What should be done about the growing trend of kids using flavored tobacco products? Recognizing that tobacco companies target and entice teenagers by offering products in sweet and sassy flavors, Congress passed a law last June banning the sale of flavored cigarettes and allowing the Food and Drug Administration (FDA) to take additional action. There is nothing different about the tobacco companies' motive when it comes to flavored cigars -- they use the same tricks to market these products to youth. While the FDA may ultimately decide to ban flavored cigars, Maryland need not await federal action. Knowing the impact flavored cigars have on youth smoking, the General Assembly should prohibit the sale of these addictive and harmful products by passing Senate Bill 973, sponsored by Sen. Richard Madaleno.
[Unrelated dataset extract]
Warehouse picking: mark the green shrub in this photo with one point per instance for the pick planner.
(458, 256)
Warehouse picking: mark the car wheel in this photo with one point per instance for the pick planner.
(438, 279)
SB 973 aims to counter the growing number of minors who purchase cigars that have candy-like flavors, such as cookie dough, chocolate chip and pink lip gloss. These cigars cost as little as 80 cents, an easy purchase for a child to make with his weekly allowance. Can you imagine an adult lighting up a grape-flavored Phillies Blunt, sold in a bright purple plastic tube resembling a candy package? Adults primarily smoke premium cigars, which are exempt from this bill.

Preventing a generation of children from starting a lifetime habit of smoking will result in a vast decrease in the number of adult smokers, as about 90 percent of adult smokers started by the time they were 18. Indeed, flavored cigars have a heavy influence among local children. Out of more than 1,500 Baltimore teens interviewed by high school students working with the Community Law in Action program, 35 percent of boys and 25 percent of girls have tried flavored cigars. More than 10 years ago, tobacco companies signed the Master Settlement Agreement, which forbade them from marketing tobacco products to children.

Instead of being resigned to losing this demographic, however, tobacco companies never lost their resolve, and continue to aggressively market their flavored cigars to kids with the goal of luring them into a world of smoking. SB 973 aims to fight the tobacco companies by removing these dangerous, addictive and deceptive products from the shelves.

Avery M. Blank and Julie S. Siegel are students at the University of Maryland School of Law who work for the Center for Tobacco Regulation.